To keep stuck jobs from running excessively long:
- First, try setting Advanced > Timeout (secs) to a duration shorter than the default of
600seconds (10 minutes). - If adjusting Timeout (secs) does not fix the problem, try setting Advanced > Job Timeout – whose default of
0allows a job to run indefinitely – to a desired maximum duration.
Using these settings in tandem works like this:
- Timeout (secs) limits the time that Cribl Stream will wait for an HTTP request to complete.
- Then, if a job gets stuck and keeps running beyond that limit, Job Timeout can catch and terminate the job, because it monitors the overall time the job has been running.
Proxying Requests
If you need to proxy HTTP/S requests, see System Proxy Configuration.
Troubleshooting
The Source’s configuration modal has helpful tabs for troubleshooting:
Live Data: Try capturing live data to see real-time events as they are ingested. On the Live Data tab, click Start Capture to begin viewing real-time data.

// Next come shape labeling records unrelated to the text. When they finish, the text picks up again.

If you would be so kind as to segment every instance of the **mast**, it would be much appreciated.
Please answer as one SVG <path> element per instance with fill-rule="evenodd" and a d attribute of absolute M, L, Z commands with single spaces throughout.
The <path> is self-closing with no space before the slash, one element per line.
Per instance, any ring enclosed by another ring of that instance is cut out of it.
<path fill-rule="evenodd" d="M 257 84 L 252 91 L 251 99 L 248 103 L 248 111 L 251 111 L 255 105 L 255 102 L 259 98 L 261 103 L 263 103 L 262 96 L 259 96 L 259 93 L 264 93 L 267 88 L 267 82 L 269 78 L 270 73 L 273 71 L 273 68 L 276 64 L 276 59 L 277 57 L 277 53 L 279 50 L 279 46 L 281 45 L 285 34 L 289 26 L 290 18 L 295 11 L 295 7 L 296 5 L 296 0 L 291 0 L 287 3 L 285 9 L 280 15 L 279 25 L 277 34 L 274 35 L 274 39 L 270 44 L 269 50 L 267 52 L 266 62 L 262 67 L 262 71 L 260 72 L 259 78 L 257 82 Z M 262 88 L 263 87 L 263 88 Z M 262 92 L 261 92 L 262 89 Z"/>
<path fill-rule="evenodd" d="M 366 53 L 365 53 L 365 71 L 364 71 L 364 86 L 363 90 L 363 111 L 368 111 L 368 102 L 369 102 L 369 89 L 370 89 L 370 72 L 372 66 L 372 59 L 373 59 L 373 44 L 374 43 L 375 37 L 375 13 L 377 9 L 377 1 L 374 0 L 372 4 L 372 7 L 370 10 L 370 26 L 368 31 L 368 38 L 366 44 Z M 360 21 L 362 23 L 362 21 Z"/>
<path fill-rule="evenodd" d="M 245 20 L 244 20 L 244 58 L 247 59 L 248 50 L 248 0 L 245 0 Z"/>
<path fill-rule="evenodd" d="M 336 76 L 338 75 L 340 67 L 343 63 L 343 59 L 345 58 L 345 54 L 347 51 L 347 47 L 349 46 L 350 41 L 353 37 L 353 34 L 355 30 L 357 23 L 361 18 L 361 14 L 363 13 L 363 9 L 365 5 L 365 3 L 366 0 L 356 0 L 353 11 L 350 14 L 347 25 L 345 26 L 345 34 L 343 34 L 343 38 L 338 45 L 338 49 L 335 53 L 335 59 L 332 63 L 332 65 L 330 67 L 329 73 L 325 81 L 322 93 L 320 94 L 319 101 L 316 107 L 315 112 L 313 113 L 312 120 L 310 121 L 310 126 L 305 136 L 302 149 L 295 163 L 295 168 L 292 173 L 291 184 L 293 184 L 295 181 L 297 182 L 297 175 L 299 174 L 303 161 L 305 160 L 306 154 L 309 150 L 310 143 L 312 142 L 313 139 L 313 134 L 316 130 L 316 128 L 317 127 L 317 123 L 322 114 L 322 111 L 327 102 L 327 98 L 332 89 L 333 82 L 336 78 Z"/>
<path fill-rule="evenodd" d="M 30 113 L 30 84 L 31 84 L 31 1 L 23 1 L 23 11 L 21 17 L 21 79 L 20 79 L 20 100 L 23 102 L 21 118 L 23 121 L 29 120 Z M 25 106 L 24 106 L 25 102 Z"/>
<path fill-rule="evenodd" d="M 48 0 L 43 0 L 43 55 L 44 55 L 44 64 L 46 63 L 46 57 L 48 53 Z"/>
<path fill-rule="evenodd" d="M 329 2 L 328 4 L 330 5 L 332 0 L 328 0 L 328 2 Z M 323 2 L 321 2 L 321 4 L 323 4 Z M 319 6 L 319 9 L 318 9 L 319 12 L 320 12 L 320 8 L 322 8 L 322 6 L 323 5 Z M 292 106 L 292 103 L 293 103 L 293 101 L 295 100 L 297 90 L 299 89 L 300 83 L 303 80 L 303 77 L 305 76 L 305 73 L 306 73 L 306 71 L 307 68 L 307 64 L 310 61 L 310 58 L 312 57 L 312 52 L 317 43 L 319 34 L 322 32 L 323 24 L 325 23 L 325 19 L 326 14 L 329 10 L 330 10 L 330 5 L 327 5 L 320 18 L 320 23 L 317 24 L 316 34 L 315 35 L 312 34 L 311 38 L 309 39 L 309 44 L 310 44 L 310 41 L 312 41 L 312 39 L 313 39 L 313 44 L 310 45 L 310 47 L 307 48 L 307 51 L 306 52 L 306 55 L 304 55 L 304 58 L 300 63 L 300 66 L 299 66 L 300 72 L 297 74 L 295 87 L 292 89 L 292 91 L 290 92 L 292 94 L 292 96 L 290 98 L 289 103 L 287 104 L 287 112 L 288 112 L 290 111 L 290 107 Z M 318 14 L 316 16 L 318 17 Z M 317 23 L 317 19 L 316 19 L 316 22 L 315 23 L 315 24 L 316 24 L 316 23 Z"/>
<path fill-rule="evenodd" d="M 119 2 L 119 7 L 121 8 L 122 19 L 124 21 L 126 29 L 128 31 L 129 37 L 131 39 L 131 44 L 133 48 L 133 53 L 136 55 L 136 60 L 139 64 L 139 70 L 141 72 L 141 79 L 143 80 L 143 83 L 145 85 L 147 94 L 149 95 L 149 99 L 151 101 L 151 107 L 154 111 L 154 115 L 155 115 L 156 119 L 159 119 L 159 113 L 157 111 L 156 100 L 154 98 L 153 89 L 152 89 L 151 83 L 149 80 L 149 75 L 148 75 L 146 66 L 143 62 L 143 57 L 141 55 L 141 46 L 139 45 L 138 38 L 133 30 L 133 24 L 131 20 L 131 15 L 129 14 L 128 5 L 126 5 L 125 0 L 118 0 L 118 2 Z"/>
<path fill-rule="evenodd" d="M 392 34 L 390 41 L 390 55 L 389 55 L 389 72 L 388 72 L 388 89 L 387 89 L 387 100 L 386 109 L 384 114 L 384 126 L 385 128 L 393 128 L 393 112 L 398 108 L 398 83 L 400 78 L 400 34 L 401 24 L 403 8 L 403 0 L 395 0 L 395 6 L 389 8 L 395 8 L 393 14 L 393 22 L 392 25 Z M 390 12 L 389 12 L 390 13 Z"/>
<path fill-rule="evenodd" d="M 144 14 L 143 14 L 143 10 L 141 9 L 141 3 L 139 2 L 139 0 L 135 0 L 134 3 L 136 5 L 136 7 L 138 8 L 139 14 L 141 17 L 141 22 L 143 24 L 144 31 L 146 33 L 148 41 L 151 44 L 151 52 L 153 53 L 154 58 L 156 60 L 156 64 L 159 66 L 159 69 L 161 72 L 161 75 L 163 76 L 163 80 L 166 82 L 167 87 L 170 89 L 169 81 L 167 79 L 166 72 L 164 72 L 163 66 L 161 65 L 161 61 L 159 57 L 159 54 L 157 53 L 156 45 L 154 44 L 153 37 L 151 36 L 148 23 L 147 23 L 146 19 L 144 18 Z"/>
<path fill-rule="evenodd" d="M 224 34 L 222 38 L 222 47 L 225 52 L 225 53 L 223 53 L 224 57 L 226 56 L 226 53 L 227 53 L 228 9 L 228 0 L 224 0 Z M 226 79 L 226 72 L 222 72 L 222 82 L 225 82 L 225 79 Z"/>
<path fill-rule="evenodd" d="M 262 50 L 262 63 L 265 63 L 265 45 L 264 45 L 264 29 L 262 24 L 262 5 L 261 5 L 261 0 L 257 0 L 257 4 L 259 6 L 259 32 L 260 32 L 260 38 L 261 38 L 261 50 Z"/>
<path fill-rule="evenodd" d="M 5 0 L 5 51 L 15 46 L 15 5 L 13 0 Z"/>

Logs: Review and search the logs that provide detailed information about the ingestion process, including any errors or warnings that may have occurred.
You can also view the Monitoring page that provides a comprehensive overview of data volume and rate, helping you identify ingestion issues. Analyze the graphs showing events and bytes in/out over time.
Common Issue
“Dropping request because token invalid”,“authToken”: “Bas…Njc=”"
The specified token is invalid. Note the above message is logged only at debug level.